Boris Tatar

Personal information
- Date of birth: 17 March 1993 (age 33)
- Place of birth: Podgorica, FR Yugoslavia
- Height: 1.83 m (6 ft 0 in)
- Position: Defender

Youth career
- 1999–2010: Budućnost Podgorica

Senior career*
- Years: Team / Apps / (Gls)
- 2010–2013: Budućnost Podgorica / 1 / (0)
- 2011–2012: → Kom (loan) / 23 / (3)
- 2012–2013: → Mladost Podgorica (loan) / 17 / (1)
- 2013–2014: Bentleigh Greens / 12 / (0)
- 2015: Zabjelo / 5 / (0)
- 2015: Ekenäs / 22 / (2)
- 2016: Lahti / 21 / (2)
- 2017: Machida Zelvia / 0 / (0)
- 2019: Otrant / 6 / (1)
- 2019–2020: OFK Titograd
- 2020: Budućnost Dobanovci / 2 / (0)

International career
- 2009: Montenegro U17 / 9 / (0)
- 2010–2012: Montenegro U19 / 18 / (0)
- 2012–2013: Montenegro U21 / 4 / (0)

= Boris Tatar =

Montenegrin footballer (born 1993)

Boris Tatar (born March 17, 1993) is a Montenegrin footballer who most recently played as a defender for Budućnost Dobanovci.

==Club career==
Tatar started his career in his native Montenegro, going through youth ranks of the biggest club in Montenegro Budućnost Podgorica before turning out on loan for FK Kom and Mladost Podgorica before moving to Australia to join NPL Victoria side Bentleigh Greens, where he made 12 appearances.
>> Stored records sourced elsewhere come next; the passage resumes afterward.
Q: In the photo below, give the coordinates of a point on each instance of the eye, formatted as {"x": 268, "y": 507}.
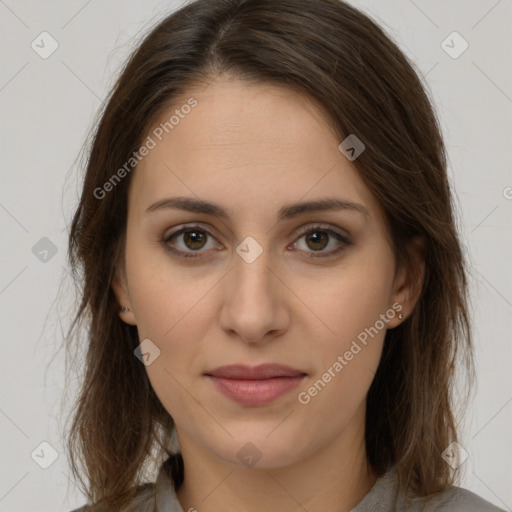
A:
{"x": 193, "y": 239}
{"x": 318, "y": 238}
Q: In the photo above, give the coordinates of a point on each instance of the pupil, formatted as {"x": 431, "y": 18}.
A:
{"x": 314, "y": 238}
{"x": 195, "y": 239}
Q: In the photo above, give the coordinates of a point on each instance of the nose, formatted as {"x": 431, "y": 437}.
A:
{"x": 255, "y": 301}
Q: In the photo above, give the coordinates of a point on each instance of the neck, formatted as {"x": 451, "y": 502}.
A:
{"x": 335, "y": 478}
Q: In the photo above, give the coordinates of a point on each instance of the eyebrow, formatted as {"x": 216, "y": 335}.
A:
{"x": 289, "y": 211}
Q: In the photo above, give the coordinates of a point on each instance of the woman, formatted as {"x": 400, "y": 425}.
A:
{"x": 275, "y": 287}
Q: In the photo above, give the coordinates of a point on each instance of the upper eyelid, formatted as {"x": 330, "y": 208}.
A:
{"x": 301, "y": 231}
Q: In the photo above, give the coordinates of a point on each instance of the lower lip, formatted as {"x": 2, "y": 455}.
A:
{"x": 256, "y": 392}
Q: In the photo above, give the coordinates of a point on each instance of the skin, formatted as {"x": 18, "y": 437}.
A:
{"x": 253, "y": 148}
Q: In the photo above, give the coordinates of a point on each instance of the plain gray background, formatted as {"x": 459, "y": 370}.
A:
{"x": 48, "y": 106}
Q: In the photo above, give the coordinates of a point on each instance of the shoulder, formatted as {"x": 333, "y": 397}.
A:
{"x": 385, "y": 496}
{"x": 460, "y": 500}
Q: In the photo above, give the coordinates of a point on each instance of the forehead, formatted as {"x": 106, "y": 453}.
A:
{"x": 249, "y": 146}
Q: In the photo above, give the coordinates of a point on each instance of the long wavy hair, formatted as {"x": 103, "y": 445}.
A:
{"x": 343, "y": 59}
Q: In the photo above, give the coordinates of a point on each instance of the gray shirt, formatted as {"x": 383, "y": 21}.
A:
{"x": 382, "y": 497}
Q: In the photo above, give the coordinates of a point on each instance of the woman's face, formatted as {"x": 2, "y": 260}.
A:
{"x": 266, "y": 283}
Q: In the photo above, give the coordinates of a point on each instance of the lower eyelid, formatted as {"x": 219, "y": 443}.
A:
{"x": 344, "y": 241}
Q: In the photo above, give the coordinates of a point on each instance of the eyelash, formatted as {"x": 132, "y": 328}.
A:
{"x": 320, "y": 254}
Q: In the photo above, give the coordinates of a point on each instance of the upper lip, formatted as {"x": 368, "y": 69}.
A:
{"x": 262, "y": 371}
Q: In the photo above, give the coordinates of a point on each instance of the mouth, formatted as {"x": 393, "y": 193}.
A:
{"x": 255, "y": 385}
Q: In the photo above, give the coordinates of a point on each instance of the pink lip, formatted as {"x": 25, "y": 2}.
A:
{"x": 257, "y": 385}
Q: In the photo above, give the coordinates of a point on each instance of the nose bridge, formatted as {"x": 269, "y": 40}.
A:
{"x": 252, "y": 306}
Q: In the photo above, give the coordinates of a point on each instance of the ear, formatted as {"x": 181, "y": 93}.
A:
{"x": 120, "y": 289}
{"x": 408, "y": 282}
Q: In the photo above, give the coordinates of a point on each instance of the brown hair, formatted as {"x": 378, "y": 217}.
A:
{"x": 344, "y": 60}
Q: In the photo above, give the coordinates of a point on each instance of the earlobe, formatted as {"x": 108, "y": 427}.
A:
{"x": 409, "y": 282}
{"x": 120, "y": 289}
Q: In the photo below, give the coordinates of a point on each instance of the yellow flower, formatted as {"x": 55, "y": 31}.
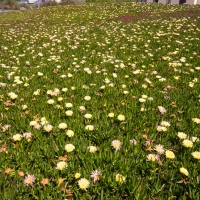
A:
{"x": 121, "y": 117}
{"x": 196, "y": 155}
{"x": 119, "y": 178}
{"x": 184, "y": 171}
{"x": 83, "y": 183}
{"x": 169, "y": 154}
{"x": 77, "y": 175}
{"x": 69, "y": 147}
{"x": 187, "y": 143}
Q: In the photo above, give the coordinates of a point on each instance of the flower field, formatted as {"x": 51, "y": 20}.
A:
{"x": 100, "y": 101}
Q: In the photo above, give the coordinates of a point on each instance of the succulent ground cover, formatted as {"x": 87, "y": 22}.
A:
{"x": 100, "y": 101}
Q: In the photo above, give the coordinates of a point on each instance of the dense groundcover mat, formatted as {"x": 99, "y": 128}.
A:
{"x": 100, "y": 101}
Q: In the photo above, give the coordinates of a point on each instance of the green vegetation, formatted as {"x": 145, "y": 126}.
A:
{"x": 100, "y": 101}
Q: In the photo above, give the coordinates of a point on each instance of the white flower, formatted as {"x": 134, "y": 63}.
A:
{"x": 184, "y": 171}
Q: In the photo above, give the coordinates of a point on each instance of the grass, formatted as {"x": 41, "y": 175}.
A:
{"x": 139, "y": 64}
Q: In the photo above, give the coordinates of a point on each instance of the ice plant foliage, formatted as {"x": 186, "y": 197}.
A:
{"x": 100, "y": 101}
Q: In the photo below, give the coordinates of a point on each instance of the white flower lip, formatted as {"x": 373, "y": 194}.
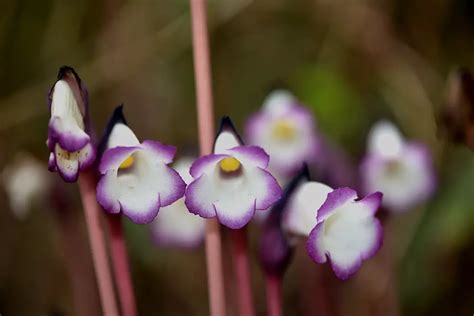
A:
{"x": 136, "y": 179}
{"x": 347, "y": 232}
{"x": 70, "y": 146}
{"x": 286, "y": 130}
{"x": 402, "y": 170}
{"x": 232, "y": 183}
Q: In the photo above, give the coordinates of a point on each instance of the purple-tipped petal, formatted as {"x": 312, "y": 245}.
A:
{"x": 264, "y": 187}
{"x": 252, "y": 155}
{"x": 108, "y": 192}
{"x": 335, "y": 199}
{"x": 176, "y": 227}
{"x": 162, "y": 152}
{"x": 235, "y": 212}
{"x": 314, "y": 245}
{"x": 70, "y": 137}
{"x": 199, "y": 197}
{"x": 141, "y": 206}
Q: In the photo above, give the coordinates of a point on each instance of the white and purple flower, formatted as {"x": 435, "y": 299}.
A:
{"x": 286, "y": 131}
{"x": 347, "y": 231}
{"x": 232, "y": 183}
{"x": 68, "y": 141}
{"x": 135, "y": 177}
{"x": 340, "y": 228}
{"x": 402, "y": 170}
{"x": 175, "y": 226}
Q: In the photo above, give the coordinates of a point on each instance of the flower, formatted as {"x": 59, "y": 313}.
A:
{"x": 285, "y": 129}
{"x": 402, "y": 170}
{"x": 232, "y": 183}
{"x": 175, "y": 226}
{"x": 135, "y": 178}
{"x": 339, "y": 227}
{"x": 26, "y": 182}
{"x": 68, "y": 141}
{"x": 347, "y": 232}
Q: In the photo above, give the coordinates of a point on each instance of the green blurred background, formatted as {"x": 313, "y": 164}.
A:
{"x": 352, "y": 61}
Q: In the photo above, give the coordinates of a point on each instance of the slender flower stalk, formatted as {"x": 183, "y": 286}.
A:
{"x": 202, "y": 71}
{"x": 273, "y": 294}
{"x": 121, "y": 265}
{"x": 242, "y": 271}
{"x": 92, "y": 214}
{"x": 71, "y": 155}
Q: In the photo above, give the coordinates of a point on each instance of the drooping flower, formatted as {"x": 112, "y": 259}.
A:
{"x": 286, "y": 131}
{"x": 175, "y": 226}
{"x": 347, "y": 232}
{"x": 402, "y": 170}
{"x": 232, "y": 183}
{"x": 135, "y": 177}
{"x": 341, "y": 228}
{"x": 26, "y": 182}
{"x": 68, "y": 141}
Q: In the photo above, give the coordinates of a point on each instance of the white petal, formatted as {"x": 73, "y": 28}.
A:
{"x": 301, "y": 212}
{"x": 64, "y": 105}
{"x": 385, "y": 140}
{"x": 175, "y": 226}
{"x": 183, "y": 165}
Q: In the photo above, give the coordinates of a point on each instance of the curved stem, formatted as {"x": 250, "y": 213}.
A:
{"x": 242, "y": 271}
{"x": 202, "y": 70}
{"x": 273, "y": 294}
{"x": 92, "y": 214}
{"x": 120, "y": 263}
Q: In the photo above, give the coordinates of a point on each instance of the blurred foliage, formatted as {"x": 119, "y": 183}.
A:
{"x": 352, "y": 62}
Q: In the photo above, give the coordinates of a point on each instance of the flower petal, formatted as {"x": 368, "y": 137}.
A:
{"x": 113, "y": 157}
{"x": 250, "y": 155}
{"x": 167, "y": 182}
{"x": 300, "y": 215}
{"x": 405, "y": 181}
{"x": 140, "y": 204}
{"x": 314, "y": 244}
{"x": 334, "y": 200}
{"x": 385, "y": 140}
{"x": 108, "y": 192}
{"x": 67, "y": 166}
{"x": 67, "y": 133}
{"x": 263, "y": 186}
{"x": 236, "y": 210}
{"x": 200, "y": 196}
{"x": 176, "y": 227}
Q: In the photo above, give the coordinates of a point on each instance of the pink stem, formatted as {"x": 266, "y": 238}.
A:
{"x": 242, "y": 271}
{"x": 92, "y": 214}
{"x": 121, "y": 265}
{"x": 202, "y": 70}
{"x": 273, "y": 290}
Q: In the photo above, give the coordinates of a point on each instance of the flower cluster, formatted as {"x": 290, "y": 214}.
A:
{"x": 237, "y": 180}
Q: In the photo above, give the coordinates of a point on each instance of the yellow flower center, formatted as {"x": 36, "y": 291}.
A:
{"x": 284, "y": 129}
{"x": 127, "y": 163}
{"x": 229, "y": 164}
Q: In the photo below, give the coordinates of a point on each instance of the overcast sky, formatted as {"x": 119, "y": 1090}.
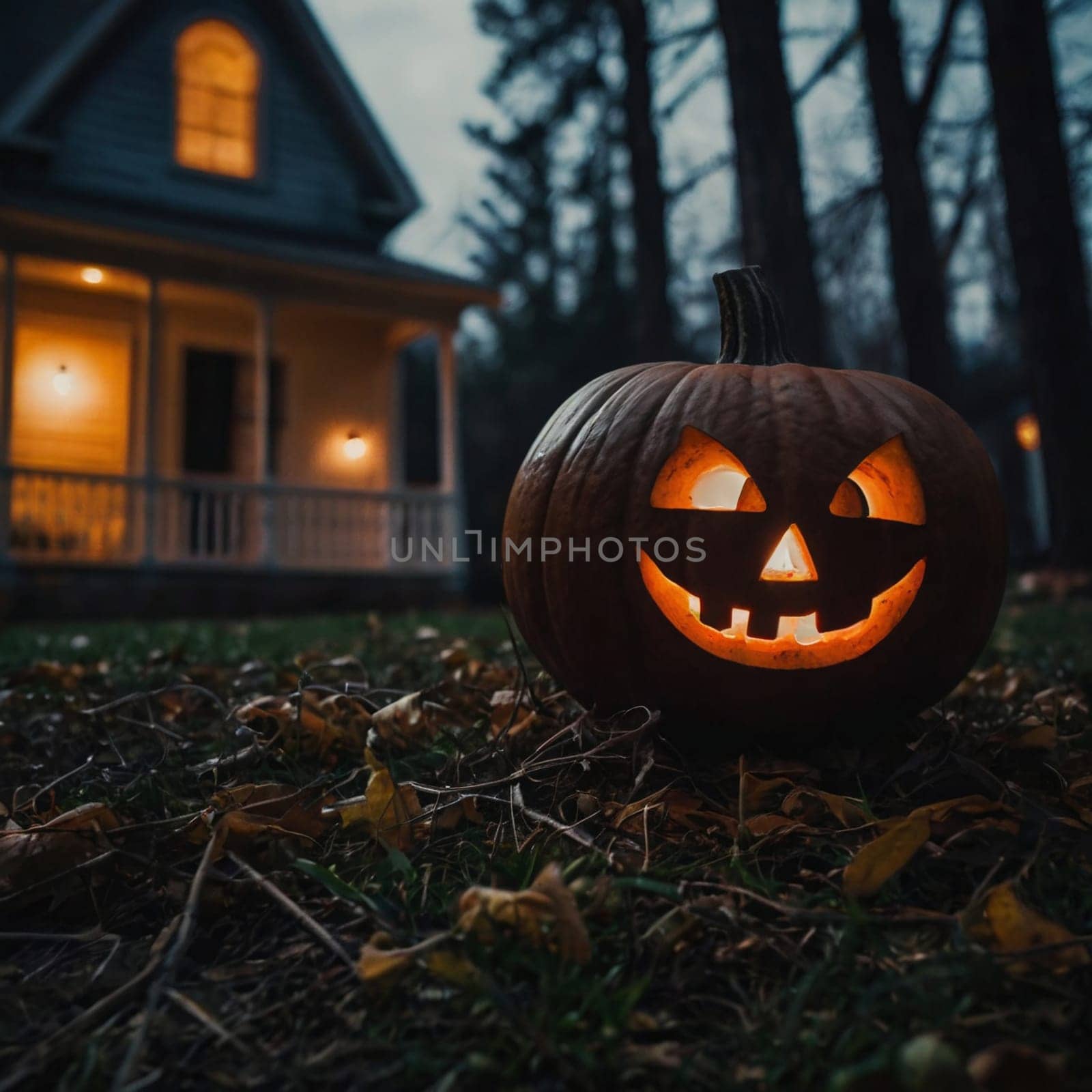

Owing to difficulties in obtaining new Australian visa and limiting the number of foreign players in NPL Victoria he was forced to return to Montenegro to play for FK Zabjelobefore moving once more to Finland, where he played for Ekenäs Sport Club and Lahti.

He joined Japanese side Machida Zelvia in early 2017.

In season 2018/19, he returned to Montenegro playing for FK Otrant. On 21 June 2019, Tatar joined OFK Titograd.